Eppure questo mondo va cambiato. La storia bussa alla porta. Non dobbiamo aver paura di aprire. Il movimento comunista è ancora debole, ma sta rinascendo. Gli ultimi trent’anni non sono stati segnati solo da distruzione, sangue e nostalgia di un passato che non può tornare…
C’è un bilancio. Abbiamo fatto un bilancio della prima ondata della rivoluzione proletaria mondiale per ricavarne insegnamenti necessari a promuovere la seconda. C’è voluto parecchio tempo (più di trent’anni) per renderlo organico, per individuare i limiti e gli errori che hanno portato il vecchio movimento comunista ad esaurirsi, in modo da non ripeterli, e per elaborare una strategia e una tattica adeguate alla fase. Mettiamo questo bilancio a disposizione di tutti coloro – settantenni, quarantenni o quindicenni che siano – che vogliono conoscerlo e usarlo per trasformare il mondo.
C’è una spinta. Indipendentemente dal fatto che essa sia più o meno evidente, milioni di persone premono per dare soluzione al corso disastroso che la classe dominante impone al mondo, ai suoi effetti e alle sue cause. Ci sono milioni di persone che hanno perso ogni fiducia nella classe dominante, nelle sue istituzioni e nelle sue autorità, ma non sanno ancora cosa fare e come fare, cercano direzione. I comunisti devono diventare interpreti di questa spinta, devono alimentarla, amplificarla, ma soprattutto orientarla e dirigerla.
Ci sono le forze. Il movimento comunista è debole, è stato il convitato di pietra al tavolo del progresso e dell’emancipazione umana degli ultimi trent’anni, ma è altrettanto vero che la lotta di classe non è mai finita e non può finire finche il modo è diviso in classi di sfruttati e sfruttatori.
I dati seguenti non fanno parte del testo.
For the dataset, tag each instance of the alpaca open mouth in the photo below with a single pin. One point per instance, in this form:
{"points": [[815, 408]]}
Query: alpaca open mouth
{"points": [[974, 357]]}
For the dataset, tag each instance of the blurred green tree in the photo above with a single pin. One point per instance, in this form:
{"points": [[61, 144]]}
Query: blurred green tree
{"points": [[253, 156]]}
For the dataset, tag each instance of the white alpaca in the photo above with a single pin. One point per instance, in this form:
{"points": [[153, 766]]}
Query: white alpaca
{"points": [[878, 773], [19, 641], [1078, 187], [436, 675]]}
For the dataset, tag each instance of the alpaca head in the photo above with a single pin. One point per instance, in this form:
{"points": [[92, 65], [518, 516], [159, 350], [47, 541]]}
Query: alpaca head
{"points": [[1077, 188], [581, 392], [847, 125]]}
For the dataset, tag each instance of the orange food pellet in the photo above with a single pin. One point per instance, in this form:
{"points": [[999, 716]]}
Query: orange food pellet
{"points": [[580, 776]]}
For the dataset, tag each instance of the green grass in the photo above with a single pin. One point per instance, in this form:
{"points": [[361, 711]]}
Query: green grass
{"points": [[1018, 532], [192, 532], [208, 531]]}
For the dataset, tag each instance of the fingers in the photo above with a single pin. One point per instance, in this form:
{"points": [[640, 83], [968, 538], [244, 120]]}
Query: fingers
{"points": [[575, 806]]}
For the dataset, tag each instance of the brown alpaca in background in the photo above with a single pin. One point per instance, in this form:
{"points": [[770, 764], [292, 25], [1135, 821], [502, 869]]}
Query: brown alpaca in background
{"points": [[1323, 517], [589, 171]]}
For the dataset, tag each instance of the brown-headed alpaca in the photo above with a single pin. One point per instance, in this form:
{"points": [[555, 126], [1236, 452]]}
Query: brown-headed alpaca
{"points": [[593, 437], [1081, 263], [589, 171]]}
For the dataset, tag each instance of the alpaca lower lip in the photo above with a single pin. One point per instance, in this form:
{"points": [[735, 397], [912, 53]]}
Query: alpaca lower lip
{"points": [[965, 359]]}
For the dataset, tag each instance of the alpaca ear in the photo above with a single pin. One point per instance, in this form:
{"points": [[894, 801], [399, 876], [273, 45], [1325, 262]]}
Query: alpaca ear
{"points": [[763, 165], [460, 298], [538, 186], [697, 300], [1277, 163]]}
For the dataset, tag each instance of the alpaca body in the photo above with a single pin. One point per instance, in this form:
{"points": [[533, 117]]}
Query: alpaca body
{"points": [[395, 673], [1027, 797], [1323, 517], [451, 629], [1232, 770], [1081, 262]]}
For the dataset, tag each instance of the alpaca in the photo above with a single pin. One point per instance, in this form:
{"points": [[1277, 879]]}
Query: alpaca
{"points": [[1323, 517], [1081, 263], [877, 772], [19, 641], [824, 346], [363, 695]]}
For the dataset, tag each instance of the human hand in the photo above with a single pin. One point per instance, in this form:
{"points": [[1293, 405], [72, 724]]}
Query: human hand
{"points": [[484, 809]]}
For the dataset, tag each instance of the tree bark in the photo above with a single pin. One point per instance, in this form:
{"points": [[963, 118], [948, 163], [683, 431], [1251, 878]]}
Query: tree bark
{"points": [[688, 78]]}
Diceva Mao “avere una qualche esperienza di lotta di classe è quello che io chiamo università”. Ebbene, la crisi generale ha spinto molti settori delle masse popolari, molti lavoratori, molti operai a diventare studenti di questa università. Altri lo faranno. Alcuni sono di più lungo corso, altri sono appena arrivati, ma tutti sono spinti a imparare e a insegnare; hanno voglia e necessità di avanzare. Verso cosa?
C’è un obiettivo. Avanzare nella la rivoluzione socialista. Il fatto è che mentre rovesciamo il mondo dei padroni, nello stesso tempo dobbiamo costruire la società diretta dai lavoratori e dalle masse popolari organizzate che ne saranno la nuova classe dirigente. Dobbiamo fare dell’Italia un nuovo paese socialista.
Quando la storia bussa alla tua porta non annuncia la rivoluzione che scoppia, ti avverte che devi metterti in moto per farla, ti chiama, ti vuole.
Unisciti al movimento comunista che rinasce, unisciti alla Carovana del (nuovo)PCI, aderisci al P.CARC.